In medicine, Disease Management refers to the processes and people concerned with improving or maintaining health in large numbers of people. As opposed to epidemiology, which is generally concerned with sudden or persistent virulent outbreaks of disease, Disease Management is concerned with common chronic illnesses.

Illnesses that Disease Management would concern itself with would include: coronary artery disease, renal failure, hypertension, obesity, diabetes, asthma, cancer, arthritis, and other common ailments.

In the United States, Disease Management (DM) is a large industry with many vendors. DM is especially important to health insurers, agencies, trusts, associations and employers who offer health insurance.
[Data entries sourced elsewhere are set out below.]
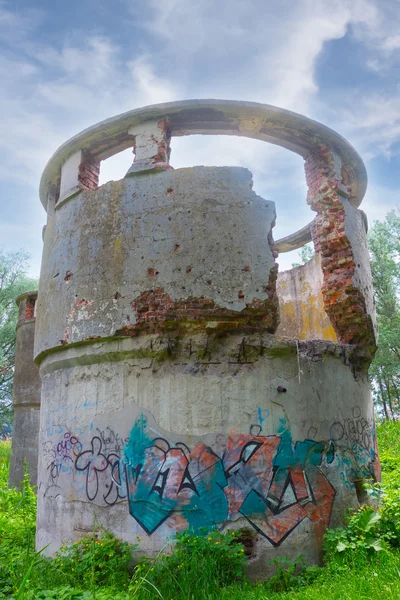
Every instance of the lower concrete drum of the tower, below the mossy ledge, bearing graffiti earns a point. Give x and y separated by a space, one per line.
151 435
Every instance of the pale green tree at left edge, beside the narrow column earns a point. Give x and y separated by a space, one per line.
13 282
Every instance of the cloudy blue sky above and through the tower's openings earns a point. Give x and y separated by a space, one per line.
67 65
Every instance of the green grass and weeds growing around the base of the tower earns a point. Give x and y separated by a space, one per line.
89 569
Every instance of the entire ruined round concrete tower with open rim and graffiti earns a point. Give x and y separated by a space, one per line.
168 400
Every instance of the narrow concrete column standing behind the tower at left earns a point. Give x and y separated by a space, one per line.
26 396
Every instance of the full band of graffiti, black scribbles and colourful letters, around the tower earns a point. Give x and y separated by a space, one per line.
273 482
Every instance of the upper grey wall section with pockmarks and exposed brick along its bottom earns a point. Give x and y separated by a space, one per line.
145 254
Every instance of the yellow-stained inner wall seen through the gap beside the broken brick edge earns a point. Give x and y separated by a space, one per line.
301 306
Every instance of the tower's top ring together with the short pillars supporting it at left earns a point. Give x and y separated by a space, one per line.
75 165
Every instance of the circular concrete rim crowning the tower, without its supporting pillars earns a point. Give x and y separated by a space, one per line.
216 117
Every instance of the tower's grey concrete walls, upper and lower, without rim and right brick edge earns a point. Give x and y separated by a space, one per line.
166 403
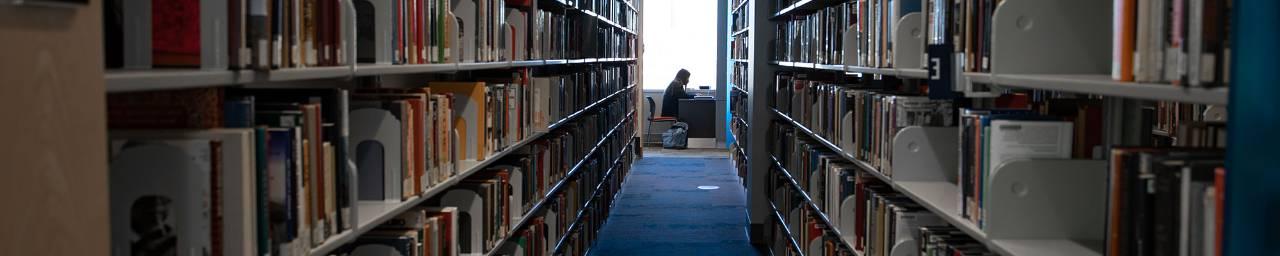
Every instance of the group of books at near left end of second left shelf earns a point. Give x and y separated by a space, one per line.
231 171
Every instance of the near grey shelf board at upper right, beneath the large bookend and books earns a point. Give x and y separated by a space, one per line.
1105 86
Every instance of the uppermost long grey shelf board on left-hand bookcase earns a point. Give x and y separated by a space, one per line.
153 80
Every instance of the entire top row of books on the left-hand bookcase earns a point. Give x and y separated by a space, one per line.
280 34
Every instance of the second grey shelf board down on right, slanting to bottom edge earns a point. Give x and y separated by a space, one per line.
940 198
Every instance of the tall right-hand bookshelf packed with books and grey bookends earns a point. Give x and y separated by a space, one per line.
1064 57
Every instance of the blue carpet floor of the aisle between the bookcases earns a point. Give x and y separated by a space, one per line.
662 212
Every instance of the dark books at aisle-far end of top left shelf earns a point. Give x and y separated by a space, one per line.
575 35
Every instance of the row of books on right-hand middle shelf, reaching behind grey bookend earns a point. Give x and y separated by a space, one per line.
861 118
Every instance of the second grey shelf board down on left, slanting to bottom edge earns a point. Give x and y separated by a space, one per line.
373 213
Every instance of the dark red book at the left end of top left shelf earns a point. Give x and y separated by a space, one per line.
176 33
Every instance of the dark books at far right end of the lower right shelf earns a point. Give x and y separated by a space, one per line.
1165 202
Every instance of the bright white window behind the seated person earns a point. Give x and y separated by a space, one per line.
679 35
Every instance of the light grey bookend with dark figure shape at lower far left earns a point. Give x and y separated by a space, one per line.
161 191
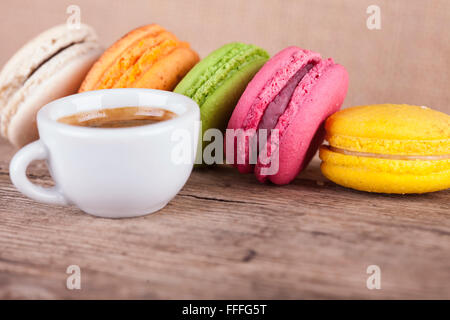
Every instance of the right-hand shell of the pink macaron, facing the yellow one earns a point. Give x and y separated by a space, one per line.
319 94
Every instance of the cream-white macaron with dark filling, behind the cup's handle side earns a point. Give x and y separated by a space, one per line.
50 66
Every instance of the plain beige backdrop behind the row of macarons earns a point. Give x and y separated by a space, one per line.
407 61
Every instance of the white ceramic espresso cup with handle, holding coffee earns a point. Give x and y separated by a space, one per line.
112 172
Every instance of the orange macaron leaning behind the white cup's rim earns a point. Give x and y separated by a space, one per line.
147 57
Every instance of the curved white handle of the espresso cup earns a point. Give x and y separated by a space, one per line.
17 171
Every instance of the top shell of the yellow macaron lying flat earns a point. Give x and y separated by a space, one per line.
390 129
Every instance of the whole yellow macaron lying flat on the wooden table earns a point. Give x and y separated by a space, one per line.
388 148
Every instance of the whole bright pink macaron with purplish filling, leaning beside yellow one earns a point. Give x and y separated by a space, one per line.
291 95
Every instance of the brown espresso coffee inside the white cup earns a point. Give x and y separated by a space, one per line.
118 117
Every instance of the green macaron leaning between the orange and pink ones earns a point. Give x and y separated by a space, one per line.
217 82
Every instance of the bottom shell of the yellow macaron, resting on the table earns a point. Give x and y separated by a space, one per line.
384 175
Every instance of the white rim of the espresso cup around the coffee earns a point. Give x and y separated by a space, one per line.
44 117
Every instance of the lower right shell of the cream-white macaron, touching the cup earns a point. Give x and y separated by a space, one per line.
58 77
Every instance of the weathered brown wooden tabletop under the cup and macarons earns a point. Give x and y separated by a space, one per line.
227 236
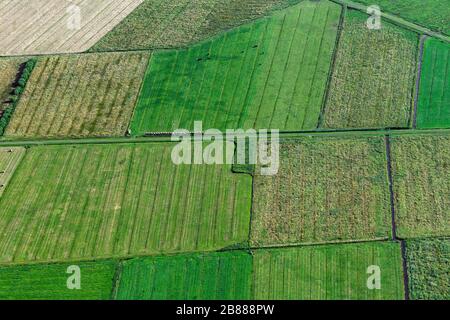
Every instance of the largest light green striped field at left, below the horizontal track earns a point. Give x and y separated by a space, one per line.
92 201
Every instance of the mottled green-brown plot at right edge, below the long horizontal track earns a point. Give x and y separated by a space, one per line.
421 167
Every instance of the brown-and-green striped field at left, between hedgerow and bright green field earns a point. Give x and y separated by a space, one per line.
80 95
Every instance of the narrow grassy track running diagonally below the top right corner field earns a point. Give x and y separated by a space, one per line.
397 20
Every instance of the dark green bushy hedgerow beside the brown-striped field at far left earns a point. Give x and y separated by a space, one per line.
17 90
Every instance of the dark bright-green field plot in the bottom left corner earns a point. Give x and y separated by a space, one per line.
49 282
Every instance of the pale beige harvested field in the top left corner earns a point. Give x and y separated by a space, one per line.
50 26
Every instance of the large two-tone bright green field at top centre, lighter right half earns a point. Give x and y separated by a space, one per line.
257 76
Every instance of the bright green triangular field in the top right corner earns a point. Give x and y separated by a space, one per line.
433 14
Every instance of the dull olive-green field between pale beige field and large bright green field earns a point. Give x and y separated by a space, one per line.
174 23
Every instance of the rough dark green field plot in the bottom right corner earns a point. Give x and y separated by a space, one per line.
428 266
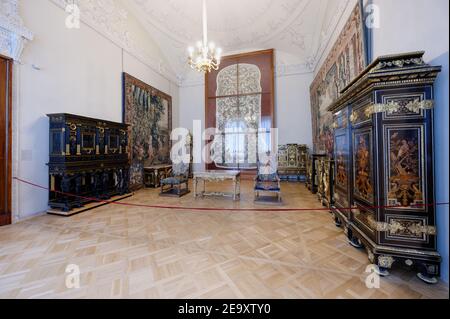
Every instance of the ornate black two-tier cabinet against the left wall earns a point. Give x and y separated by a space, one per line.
88 158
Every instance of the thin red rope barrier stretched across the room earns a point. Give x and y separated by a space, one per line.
215 209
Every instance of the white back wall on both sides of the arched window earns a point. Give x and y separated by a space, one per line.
292 108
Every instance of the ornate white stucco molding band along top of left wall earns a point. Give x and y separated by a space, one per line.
107 18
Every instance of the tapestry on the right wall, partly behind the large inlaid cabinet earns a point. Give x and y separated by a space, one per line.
345 61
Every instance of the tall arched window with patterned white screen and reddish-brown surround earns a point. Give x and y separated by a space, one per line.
240 101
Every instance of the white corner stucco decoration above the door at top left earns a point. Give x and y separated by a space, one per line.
13 34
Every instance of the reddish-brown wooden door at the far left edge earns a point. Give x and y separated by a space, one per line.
5 140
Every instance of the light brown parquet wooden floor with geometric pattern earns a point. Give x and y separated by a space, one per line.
137 252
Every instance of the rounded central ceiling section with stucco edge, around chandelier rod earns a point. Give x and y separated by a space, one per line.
161 15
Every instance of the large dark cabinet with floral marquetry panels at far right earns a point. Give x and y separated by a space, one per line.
383 152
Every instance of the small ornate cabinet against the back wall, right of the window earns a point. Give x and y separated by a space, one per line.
292 160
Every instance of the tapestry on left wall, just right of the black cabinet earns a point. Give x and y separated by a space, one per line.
148 112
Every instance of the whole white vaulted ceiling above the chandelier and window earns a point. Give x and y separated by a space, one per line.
297 29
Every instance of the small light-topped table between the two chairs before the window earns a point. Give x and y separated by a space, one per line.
218 176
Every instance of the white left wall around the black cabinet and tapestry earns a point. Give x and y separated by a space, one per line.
81 73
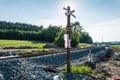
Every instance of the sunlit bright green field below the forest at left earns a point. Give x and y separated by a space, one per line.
21 43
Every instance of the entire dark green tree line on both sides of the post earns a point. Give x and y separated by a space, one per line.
22 31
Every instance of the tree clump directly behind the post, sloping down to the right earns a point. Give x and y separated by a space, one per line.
78 35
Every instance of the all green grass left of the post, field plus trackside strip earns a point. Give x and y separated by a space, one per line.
25 44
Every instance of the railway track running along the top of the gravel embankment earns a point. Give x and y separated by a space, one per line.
39 54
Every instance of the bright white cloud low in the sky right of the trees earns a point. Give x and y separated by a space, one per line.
106 31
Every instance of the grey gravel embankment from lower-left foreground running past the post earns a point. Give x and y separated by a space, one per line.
32 68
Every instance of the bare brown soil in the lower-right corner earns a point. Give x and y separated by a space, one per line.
110 68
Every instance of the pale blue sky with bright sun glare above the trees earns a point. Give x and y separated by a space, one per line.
101 18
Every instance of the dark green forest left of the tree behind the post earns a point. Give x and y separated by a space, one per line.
24 31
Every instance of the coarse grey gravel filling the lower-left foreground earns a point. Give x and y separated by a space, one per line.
23 69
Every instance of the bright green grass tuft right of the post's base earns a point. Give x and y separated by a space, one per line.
81 69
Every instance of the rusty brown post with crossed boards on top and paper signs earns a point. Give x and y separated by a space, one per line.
68 28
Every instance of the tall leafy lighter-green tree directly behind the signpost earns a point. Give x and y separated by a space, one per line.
75 34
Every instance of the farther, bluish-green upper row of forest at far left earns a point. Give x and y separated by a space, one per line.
18 26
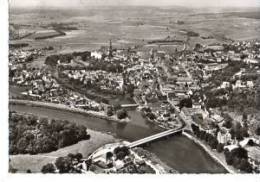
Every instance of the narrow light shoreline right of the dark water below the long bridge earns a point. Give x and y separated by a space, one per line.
209 152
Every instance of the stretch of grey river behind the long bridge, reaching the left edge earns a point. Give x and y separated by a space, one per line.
131 131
A Mercer Consulting study indicated that the percentage of employer-sponsored health plans offering disease management programs grew to 58% in 2003, up from 41% in 2002. (cited in Landro, L. (October 20, 2004). Does disease management pay off? Wall Street Journal. D4.)

The idea is that with the right tools, experts, and equipment, insurance expenses can be minimized in the near term or that resources can be provided more efficiently.

Tools include web-based assessment tools, clinical guidelines, health risk assessments, outbound and inbound call-center-based triage, best practices, formularies, and numerous other devices, systems and protocols.

Experts include actuaries, physicians, medical economists, nurses, physical therapists, and human resource professionals.

Equipment can include monitoring devices, telephonic or otherwise. Also prostheses, durable medical equipment, supplies, and other equipment.

The general idea is, again, to ease the disease path and not so much cure the disease. Improving quality and activities for daily living are first and foremost. Improving cost is a necessary component, as well.

Most disease management vendors offer a return on an investment in their program.

Disease Management has evolved from Managed Care, specialty capitation, and health service demand management.